Here we give a brief history of some key events in the evolution of recent US policy and practice regarding torture.
“The Dark Side”
Five days after the terrorist attacks of September 11, 2001, Vice President Cheney said the US would need to operate on the “dark side” and “use any means at our disposal” to combat terrorism. In an interview with NBC’s Tim Russert on September 16, 2001, Cheney said:
Cheney: We also have to work, though, sort of the dark side, if you will. We’ve got to spend time in the shadows in the intelligence world. A lot of what needs to be done here will have to be done quietly, without any discussion, using sources and methods that are available to our intelligence agencies, if we’re going to be successful. That’s the world these folks operate in, and so it’s going to be vital for us to use any means at our disposal, basically, to achieve our objective.
Within months of that interview, Bush issued a Presidential Order February 7, 2002 which stated that members of al Qaeda were not considered prisoners of war but were “enemy combatants” instead. As such they were not entitled to the Geneva Convention’s prohibition on torture, which it defines as “any act by which severe pain or suffering, whether physical or mental, is intentionally inflicted on a person.”
Meanwhile, some legal experts within the administration were arguing that the US interrogators might legally inflict pain short of “an extreme level,” defined in graphic terms. A memo sent from the Justice Department to then-White House Counsel Alberto Gonzales on August 1, 2002 – which became known as the “Gonzales memo” because he requested it – laid out a permissive standard:
“Gonzales memo”: We conclude that for an act to constitute torture . . . it must inflict pain that is difficult to endure. Physical pain amounting to torture must be equivalent in intensity to the pain accompanying severe physical injury, such as organ failure, impairment of bodily function, or even death.
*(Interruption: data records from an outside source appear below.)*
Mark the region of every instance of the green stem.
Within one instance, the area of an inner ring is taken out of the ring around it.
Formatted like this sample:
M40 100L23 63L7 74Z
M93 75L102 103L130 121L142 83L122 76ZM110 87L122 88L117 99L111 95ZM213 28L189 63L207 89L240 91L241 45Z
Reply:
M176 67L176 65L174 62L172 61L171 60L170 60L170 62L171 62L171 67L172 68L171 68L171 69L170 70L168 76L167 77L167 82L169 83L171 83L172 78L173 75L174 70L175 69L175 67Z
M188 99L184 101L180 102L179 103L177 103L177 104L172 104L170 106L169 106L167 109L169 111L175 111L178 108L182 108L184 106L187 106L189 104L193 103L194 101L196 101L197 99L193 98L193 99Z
The same memo went on to argue that US anti-torture law would not apply at all to interrogations of “enemy combatants” if ordered by the President in time of war, saying that the law “would be unconstitutional if it impermissibly encroached on the President’s power to conduct a military campaign.” It continued:
“Gonzales memo”: As Commander-in-Chief, the President has the constitutional authority to order interrogations of enemy combatants to gain intelligence information concerning military plans of the enemy. The demands of the Commander-in-Chief power are especially pronounced in the middle of a war in which the nation has already suffered a direct attack. In such a case, the information gained from interrogations may prevent future attacks by foreign enemies. Any effort to apply [the law against torture] in a manner that interferes with the President’s direction of such core war matters as the detention and interrogation of enemy combatants thus would be unconstitutional.
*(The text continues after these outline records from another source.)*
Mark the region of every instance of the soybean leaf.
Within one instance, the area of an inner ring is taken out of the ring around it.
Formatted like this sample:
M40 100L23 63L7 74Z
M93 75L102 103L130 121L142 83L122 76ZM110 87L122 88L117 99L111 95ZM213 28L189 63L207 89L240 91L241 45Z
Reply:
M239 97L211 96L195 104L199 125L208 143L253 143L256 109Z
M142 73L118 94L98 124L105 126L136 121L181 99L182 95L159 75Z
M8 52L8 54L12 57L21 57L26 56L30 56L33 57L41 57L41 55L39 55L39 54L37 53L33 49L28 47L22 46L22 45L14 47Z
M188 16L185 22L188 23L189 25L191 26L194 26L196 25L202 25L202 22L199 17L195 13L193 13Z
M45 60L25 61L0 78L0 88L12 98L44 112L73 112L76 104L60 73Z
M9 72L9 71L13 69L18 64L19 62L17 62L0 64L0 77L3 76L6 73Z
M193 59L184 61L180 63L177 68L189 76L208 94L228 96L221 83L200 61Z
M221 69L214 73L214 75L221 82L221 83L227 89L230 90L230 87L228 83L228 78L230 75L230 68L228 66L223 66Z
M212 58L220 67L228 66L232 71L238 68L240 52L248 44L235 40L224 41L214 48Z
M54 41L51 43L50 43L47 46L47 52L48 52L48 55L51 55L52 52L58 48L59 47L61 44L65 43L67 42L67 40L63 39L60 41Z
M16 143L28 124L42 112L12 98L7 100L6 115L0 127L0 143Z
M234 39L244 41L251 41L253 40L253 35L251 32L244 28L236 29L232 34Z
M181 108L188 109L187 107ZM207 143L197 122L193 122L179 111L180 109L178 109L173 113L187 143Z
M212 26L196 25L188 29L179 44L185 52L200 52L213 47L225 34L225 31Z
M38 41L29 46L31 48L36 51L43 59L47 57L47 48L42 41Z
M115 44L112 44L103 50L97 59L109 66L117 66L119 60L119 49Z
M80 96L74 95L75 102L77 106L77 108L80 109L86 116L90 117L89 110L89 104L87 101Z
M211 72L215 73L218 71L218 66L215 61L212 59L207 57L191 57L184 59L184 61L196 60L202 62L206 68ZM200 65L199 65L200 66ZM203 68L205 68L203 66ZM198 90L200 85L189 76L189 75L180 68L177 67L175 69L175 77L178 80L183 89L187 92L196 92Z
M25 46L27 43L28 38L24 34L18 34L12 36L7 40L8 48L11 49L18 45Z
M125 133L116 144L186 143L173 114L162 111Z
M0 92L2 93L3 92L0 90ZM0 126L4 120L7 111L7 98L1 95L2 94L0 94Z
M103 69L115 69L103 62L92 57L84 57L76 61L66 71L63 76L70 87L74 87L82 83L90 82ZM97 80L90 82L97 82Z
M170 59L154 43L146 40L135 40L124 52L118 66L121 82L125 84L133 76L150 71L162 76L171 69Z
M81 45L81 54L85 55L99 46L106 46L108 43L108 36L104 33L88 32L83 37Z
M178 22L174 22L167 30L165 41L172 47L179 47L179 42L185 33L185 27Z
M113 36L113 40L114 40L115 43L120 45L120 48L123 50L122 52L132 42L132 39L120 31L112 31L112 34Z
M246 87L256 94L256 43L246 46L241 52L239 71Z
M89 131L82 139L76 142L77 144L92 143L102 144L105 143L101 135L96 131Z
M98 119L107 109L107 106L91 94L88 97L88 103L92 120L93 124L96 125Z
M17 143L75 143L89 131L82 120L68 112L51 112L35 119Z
That memo, which seemed to argue that the President could legally order torture, caused a public outcry when it became public in 2004. The Justice Department then quickly withdrew it, and Gonzales publicly dismissed it as “abstract legal theory.” The Justice Department then issued a new memo in December 2004 which argued that inflicting “severe” pain would be illegal under the anti-torture law, in contrast to “extreme” pain as stated in the Gonzalez memo. But the new memo pointedly did not discuss whether or not the Constitution permits the President to order torture in time of war, saying any such discussion was “unnecessary.” It added, “Consideration of the bounds of any such authority would be inconsistent with the President’s unequivocal directive that United States personnel not engage in torture.”
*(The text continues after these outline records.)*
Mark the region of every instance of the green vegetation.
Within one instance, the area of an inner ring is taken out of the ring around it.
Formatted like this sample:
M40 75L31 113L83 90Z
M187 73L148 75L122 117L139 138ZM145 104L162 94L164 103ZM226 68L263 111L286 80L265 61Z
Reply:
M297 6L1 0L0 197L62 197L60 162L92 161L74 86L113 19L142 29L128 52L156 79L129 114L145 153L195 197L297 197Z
The Gonzales memo surfaced just as the public began to learn of what happened at Abu Ghraib prison in Iraq. Later, Maj. Gen. Antonio Taguba investigated. His report on March, 2004, confirmed that prisoners had been abused at Abu Ghraib prison from August 2003 through February 2004. The report included the following list of abuses that he uncovered:
Taguba Report, March 2004: Breaking chemical lights and pouring the phosphoric liquid on detainees; Threatening detainees with a charged 9mm pistol; Pouring cold water on naked detainees; beating detainees with a broom handle and a chair; threatening male detainees with rape; allowing a military police guard to stitch the wound of a detainee who was injured after being slammed against the wall in his cell; sodomizing a detainee with a chemical light and perhaps a broom stick; using military working dogs to frighten and intimidate detainees with threats of attack, and in one instance actually biting a detainee.
Former Army Reserve Spc. Charles Graner, Jr. later testified in military court, “I nearly beat an MI [Military Intelligence] detainee to death with MI there” while he was at Abu Ghraib. Graner himself was sentenced to ten years in prison for his involvement. He testified at the sentencing hearing of former Pfc. Lynndie England in September 2005.
A total of nine enlisted service members were convicted at court-martial or plead guilty to charges of prisoner abuse, and were discharged from the Army. Eight of the nine were given prison terms that ranged from six month to Graner’s 10-year term. In addition, Army Reserve Brigadier General Janis Karpinski was demoted to the rank of Colonel and subsequently retired.
The CIA has said publicly that it is conducting its own investigations and holding its people accountable, but as of December 2005 no member of the US intelligence community has been publicly tried or accused of involvement in the abuses at Abu Ghraib.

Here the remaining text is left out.